The Power of the Social Media “ding” and Dopamine

June 6th, 2023

Social media has a hold on us. Not many of us can resist the urge to check our phones for the latest post, especially when we hear that notification “ding” from one of our social media accounts. There’s a good reason for that, and it’s not just a taste for gossip. It’s dopamine, a neurotransmitter responsible for pleasure and reward in our brains.

When a social media notification sounds, a dopamine-induced loop is created. Your brain expects a reward for attending to the notification and releases dopamine, creating a feel-good state. This is the same neurotransmitter involved with experiences we find pleasurable, such as eating, exercise, and social interaction. Social media platforms have been engineered to exploit this chemical reaction. It’s all part of an effort to increase engagement with their products.

That “ding” serves as a cue that something rewarding is waiting for us—perhaps a message from a loved one or a “like” on a post—triggering a release of dopamine. We check our phones, see the notification, and feel rewarded, reinforcing the behavior. This also plays into our innate desire for social validation, the same biological drive that influences us to maintain strong social bonds.

Research has shown this cycle to be self-perpetuating: the more we check our phones and find rewarding content, like social media alerts, the more we feel compelled to check again in the future. The uncertainty involved—will we have a new notification? what will it be?—also amplifies this effect. It’s akin to a gambler pulling the lever on a slot machine, unsure of what the outcome will be but enticed by the possibility of a reward.

However, it’s important to note that while these dopamine releases can produce positive feelings in the short term, they can lead to issues over time. Regularly giving in to the pull of social media notifications can condition our brains to crave this kind of stimulation, potentially contributing to addictive behaviors.
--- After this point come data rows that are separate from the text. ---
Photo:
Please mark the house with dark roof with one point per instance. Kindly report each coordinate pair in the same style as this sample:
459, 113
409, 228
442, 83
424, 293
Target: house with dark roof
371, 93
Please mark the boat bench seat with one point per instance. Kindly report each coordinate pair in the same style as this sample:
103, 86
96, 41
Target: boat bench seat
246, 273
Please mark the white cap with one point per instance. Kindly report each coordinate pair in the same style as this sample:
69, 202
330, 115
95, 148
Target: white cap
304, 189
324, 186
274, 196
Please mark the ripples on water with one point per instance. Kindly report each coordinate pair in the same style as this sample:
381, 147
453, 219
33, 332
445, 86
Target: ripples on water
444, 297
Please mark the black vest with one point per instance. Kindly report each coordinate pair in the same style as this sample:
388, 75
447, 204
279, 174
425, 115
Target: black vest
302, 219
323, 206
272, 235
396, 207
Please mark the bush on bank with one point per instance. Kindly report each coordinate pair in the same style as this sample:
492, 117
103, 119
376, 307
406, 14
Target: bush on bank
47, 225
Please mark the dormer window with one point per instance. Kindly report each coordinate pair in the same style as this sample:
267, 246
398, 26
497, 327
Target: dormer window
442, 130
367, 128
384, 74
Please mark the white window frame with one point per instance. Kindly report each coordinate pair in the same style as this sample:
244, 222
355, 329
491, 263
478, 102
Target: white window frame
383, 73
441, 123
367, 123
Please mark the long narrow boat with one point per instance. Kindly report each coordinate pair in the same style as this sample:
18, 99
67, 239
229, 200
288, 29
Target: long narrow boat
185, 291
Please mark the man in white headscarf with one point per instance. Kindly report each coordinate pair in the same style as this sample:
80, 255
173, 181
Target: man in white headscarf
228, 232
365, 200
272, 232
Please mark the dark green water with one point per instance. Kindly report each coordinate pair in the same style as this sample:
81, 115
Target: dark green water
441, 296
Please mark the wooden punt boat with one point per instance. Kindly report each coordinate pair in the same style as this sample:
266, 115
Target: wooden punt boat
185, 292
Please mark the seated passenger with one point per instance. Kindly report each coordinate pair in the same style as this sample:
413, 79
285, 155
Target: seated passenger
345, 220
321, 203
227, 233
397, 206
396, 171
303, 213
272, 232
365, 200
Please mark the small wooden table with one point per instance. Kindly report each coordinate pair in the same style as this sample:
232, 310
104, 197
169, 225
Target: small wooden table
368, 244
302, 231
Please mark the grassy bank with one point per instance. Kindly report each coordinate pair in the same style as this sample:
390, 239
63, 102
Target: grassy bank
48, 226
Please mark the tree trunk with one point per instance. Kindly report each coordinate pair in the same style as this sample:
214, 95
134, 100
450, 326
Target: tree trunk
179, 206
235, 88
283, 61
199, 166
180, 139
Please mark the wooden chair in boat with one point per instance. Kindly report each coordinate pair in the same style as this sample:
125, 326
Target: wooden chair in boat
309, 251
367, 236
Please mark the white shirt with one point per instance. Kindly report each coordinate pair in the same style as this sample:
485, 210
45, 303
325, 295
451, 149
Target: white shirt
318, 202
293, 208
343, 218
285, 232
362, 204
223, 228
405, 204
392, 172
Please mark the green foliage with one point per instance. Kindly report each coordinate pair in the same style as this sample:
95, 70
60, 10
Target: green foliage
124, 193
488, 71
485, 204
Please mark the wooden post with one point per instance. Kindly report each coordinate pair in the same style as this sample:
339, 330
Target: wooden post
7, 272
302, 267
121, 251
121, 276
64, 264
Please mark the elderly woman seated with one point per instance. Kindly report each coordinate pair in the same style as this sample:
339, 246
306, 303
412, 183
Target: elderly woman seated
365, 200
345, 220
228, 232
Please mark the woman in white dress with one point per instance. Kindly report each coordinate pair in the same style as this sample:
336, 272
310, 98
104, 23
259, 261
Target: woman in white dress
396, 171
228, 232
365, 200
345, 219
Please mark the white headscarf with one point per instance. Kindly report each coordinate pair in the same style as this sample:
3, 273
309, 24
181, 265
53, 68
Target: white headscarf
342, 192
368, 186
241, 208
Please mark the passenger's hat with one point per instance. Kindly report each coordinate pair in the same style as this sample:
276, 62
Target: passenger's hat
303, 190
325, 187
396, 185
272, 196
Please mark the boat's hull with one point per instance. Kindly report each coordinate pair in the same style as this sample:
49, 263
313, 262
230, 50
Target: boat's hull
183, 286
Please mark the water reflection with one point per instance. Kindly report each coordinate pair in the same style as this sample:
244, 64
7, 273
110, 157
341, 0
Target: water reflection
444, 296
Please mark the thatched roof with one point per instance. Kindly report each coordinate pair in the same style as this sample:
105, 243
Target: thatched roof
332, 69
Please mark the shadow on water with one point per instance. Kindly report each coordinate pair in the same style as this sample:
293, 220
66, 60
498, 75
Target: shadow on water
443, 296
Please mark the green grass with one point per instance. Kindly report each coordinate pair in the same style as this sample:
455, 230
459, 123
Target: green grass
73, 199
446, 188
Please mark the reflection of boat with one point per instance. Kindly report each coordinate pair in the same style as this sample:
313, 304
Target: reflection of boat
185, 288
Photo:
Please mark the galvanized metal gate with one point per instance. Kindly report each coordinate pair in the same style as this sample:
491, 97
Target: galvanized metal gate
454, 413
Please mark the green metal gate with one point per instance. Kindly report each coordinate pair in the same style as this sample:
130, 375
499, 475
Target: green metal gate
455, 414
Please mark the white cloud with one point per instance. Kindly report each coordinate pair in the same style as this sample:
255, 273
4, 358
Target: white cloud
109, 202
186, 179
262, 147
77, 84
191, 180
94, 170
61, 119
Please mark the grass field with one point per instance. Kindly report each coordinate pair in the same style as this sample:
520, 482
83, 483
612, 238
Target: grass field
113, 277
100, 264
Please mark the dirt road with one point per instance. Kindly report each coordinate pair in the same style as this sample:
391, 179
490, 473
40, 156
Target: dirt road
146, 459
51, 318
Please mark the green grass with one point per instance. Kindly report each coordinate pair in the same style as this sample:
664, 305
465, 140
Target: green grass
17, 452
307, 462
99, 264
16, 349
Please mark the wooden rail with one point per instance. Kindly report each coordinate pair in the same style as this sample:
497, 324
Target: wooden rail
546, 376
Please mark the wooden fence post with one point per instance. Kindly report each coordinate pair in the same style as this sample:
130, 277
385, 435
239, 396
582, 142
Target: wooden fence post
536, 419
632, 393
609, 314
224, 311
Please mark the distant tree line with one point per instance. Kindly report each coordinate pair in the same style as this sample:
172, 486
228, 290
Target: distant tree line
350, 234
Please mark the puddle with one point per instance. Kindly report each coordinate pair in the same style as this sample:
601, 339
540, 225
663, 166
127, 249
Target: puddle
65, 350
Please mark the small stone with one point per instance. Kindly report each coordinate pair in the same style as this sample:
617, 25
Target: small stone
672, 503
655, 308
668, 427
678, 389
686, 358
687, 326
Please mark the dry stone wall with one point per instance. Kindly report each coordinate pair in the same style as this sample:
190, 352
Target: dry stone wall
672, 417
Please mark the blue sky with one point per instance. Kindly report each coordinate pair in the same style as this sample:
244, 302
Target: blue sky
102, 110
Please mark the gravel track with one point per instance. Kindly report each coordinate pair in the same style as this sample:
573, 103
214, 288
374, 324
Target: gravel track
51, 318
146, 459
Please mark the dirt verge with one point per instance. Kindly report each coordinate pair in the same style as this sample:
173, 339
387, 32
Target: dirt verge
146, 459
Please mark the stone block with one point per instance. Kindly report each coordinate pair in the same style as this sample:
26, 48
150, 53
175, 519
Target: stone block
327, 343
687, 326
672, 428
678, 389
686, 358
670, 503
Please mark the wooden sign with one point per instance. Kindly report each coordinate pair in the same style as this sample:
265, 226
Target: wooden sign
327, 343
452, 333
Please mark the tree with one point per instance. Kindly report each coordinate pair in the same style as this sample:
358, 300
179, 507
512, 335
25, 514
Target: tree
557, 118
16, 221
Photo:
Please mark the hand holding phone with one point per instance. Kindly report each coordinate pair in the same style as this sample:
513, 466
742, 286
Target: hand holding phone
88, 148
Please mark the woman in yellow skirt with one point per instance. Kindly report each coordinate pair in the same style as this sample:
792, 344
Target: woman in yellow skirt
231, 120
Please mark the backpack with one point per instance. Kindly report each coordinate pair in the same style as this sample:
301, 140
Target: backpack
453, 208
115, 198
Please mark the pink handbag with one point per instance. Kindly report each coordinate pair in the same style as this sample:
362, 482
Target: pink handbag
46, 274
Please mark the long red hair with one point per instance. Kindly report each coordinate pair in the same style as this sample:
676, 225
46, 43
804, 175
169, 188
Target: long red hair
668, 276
Moreover, constantly seeking out these rewards can actually deplete our ability to feel satisfaction, requiring more and more stimulation to produce the same level of enjoyment. In drug-abuse terms, that’s the ol’ tolerance problem.

So be aware of that. Dopamine isn’t going away anytime soon, nor is social media. Understanding their relationship can help you make more informed decisions about how you—and, importantly, your kids—use social media. And hey, maybe turn off notifications “dings.”